This is, without question, the ne plus ultra of professional car racing movies.
Until now, depending upon one’s age, fans likely would point to 1966’s Grand Prix, 1971’s Le Mans, 2013’s Rush or 2019’s Ford V Ferrari.
(Sorry Tom, but 1990’s Days of Thunder sinks beneath its banal plot, stick-figure characters and jaw-droppingly dreadful dialogue.)
This one blows ’em all off the track.
Director Joseph Kosinski, co-scripter Ehren Kruger, cinematographer Claudio Miranda and editors Stephen Mirrione and Patrick J. Smith have done the seemingly impossible, by dropping their film right into the middle of actual Formula 1 racing competitions. The result is a level of unparallelled authenticity, which grants us edge-of-the-seat viewers an astonishing sense of being there: not merely on the track, in the design facilities and amid the pit crews, but also inside the cars during the heat of racing.

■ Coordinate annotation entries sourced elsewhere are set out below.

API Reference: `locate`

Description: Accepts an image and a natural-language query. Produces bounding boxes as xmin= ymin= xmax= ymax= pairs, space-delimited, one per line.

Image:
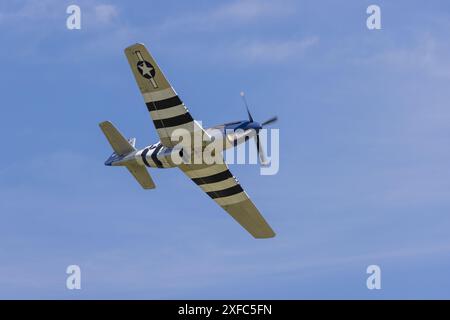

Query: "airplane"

xmin=99 ymin=43 xmax=277 ymax=239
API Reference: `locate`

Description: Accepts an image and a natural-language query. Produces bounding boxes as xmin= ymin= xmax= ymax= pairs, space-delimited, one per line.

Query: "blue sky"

xmin=0 ymin=0 xmax=450 ymax=299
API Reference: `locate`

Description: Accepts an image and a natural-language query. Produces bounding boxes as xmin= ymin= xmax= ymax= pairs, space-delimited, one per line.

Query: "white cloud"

xmin=231 ymin=37 xmax=319 ymax=63
xmin=94 ymin=4 xmax=119 ymax=24
xmin=160 ymin=0 xmax=295 ymax=32
xmin=358 ymin=34 xmax=450 ymax=78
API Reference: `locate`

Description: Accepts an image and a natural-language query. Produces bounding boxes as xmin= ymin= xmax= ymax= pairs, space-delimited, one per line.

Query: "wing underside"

xmin=180 ymin=163 xmax=275 ymax=238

It's actually better than live-TV coverage of actual Formula 1 events, because Miranda employed state-of-the-art, pan-and-tilt portable cameras capable of providing multiple angles of drivers in the bay — essentially getting bolted into their vehicles, like the steering wheel and other components — and during the height of racing action on straightaways and G-force curves.
But all of this would be mere window-dressing, absent a solid story and relatable characters, played here by an impressively charismatic cast led by the always captivating Brad Pitt. Adept at strong dramatic scenes and graced with a quiet, laid-back calm that was made for a movie camera, Pitt also is blessed with one of cinema’s most radiant smiles.
When it emerges — particularly during unexpected moments, as if Pitt were happily surprised by the appearance of an old friend — the emotional impact is to die for. He truly is the Baby Boomers’ Paul Newman.
Kosinski and Kruger essentially have revisited the formula that worked so well for them in 2022’s Top Gun: Maverick: another take on the redemption saga of Old Dog Teaches Young Pup New Tricks, in a highly charged dramatic environment.
And, just as Kosinski put us into a fighter jet’s cockpit like never before, he has done the same here with Formula 1 racing.